Par exemple, dans la première version, des mesures visaient à allonger les délais maximaux pour pouvoir porter plainte en déontologie policière et d’autres forçaient le Bureau des enquêtes indépendantes (BEI) à faire preuve de plus de transparence. Elles ont été abandonnées.
Une occasion ratée de réformer le BEI

Au contraire, le projet de loi actuel vient plutôt donner plus de latitude au BEI, chargé d’enquêter sur la police, pour abandonner des enquêtes sans avoir à se justifier, souligne Lynda Khelil.

Selon elle, le gouvernement aurait aussi dû saisir l’occasion de s’attaquer aux problématiques connues dans le fonctionnement du BEI. « L’encadrement actuel du BEI ne permet tout simplement pas d’assurer son indépendance, son impartialité et sa transparence », remarque la porte-parole de LDL.

« La majorité des enquêteurs du BEI sont d’anciens policiers, comment voulez-vous qu’ils soient réellement indépendants? Le bureau porte vraiment mal son nom », ironise Mme Khelil.

La LDL a étudié le travail réalisé par le BEI depuis sa création en 2016 et a constaté que la majorité des citoyen·nes qui ont eu affaire avec lui en sont ressorti·es avec une grande méfiance envers l’institution et envers sa capacité à agir comme un arbitre réellement indépendant de la police, remarque sa porte-parole.

De plus, il semble que le bureau soit de moins en moins transparent au fil du temps, selon Lynda Khelil. « Des documents auxquels ont avait facilement accès en 2019 grâce aux demandes d’accès à l’information nous sont désormais systématiquement refusés. »
Un manque de vision

Pour la LDL, ce projet de loi témoigne du manque de vision de la CAQ concernant le rôle que doit jouer la police dans une société démocratique. « Il y a beaucoup de recul dans ce qu’ils proposent, même s’il y a de petites avancées », souligne la porte-parole.

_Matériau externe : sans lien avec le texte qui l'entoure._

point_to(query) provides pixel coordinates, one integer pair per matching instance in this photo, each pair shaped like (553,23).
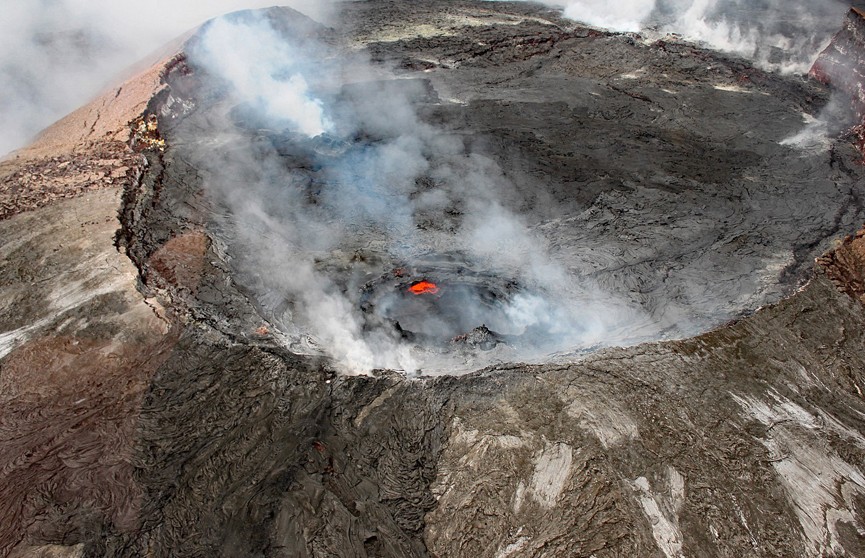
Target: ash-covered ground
(173,384)
(612,189)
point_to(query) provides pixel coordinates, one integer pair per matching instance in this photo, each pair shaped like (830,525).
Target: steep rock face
(842,64)
(746,440)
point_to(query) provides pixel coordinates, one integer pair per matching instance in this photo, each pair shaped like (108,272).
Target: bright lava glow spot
(424,287)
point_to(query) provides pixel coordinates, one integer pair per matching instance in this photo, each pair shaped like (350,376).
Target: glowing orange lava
(424,287)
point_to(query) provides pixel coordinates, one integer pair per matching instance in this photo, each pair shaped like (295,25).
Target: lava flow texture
(424,287)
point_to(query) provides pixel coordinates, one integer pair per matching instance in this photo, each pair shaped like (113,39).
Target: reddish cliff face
(842,65)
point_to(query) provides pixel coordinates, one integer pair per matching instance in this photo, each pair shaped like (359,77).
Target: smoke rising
(57,54)
(327,177)
(783,36)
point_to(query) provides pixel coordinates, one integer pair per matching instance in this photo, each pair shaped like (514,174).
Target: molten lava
(424,287)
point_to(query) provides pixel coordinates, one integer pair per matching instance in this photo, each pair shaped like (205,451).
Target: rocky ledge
(151,407)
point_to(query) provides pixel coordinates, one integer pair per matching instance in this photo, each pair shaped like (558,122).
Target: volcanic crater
(445,278)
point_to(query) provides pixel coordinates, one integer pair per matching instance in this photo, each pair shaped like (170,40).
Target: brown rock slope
(146,411)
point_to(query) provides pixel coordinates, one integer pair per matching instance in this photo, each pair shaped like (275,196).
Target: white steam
(626,15)
(778,35)
(302,238)
(57,54)
(261,67)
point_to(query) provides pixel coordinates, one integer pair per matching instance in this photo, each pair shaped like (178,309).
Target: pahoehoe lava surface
(153,403)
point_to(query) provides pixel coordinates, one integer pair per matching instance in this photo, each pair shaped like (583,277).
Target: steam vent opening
(450,278)
(385,207)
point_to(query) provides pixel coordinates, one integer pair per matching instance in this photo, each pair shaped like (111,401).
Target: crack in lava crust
(439,304)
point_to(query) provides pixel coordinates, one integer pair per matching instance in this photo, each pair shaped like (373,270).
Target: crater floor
(177,387)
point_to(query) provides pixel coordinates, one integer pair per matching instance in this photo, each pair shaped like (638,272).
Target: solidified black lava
(434,304)
(654,175)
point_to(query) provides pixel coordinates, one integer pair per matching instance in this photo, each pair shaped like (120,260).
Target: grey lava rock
(168,401)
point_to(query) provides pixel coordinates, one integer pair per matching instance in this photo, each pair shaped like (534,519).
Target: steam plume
(56,54)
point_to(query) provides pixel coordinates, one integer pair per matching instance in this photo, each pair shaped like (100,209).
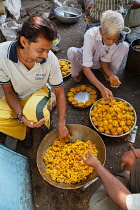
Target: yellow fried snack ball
(88,89)
(101,129)
(75,102)
(116,117)
(70,94)
(81,104)
(88,103)
(70,99)
(83,87)
(78,89)
(73,90)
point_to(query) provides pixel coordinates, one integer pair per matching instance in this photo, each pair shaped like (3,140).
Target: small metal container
(67,15)
(117,99)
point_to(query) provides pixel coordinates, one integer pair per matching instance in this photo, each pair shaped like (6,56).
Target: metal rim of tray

« Ce qui est clair, c’est qu’ils y vont un peu à la pièce et qu’ils ont surtout écouté le point de vue des policiers. »
Lynda Khelil, Ligue des droits et libertés

Par exemple, le gouvernement compte adresser les « interpellations discriminatoires », une pratique dénoncée parce qu’elle mène à du profilage racial et de collecter des données sur le sujet. Lynda Khelil rappelle toutefois que le gouvernement devrait s’attaquer à l’ensemble des interpellations, d’autant plus que cette pratique n’est pas un pouvoir policier reconnu au Québec.

« En ajoutant des qualificatifs comme “discriminatoire”, ça sème la confusion surtout que la discrimination policière est déjà interdite par les chartes! » rappelle-t-elle. Aussi, collecter des données sur les interpellations peut être une bonne chose, selon elle, pour autant que cela ne devienne pas une excuse pour attendre avant d’agir.

« Ce qui est clair, c’est qu’ils y vont un peu à la pièce et qu’ils ont surtout écouté le point de vue des policiers », résume-t-elle.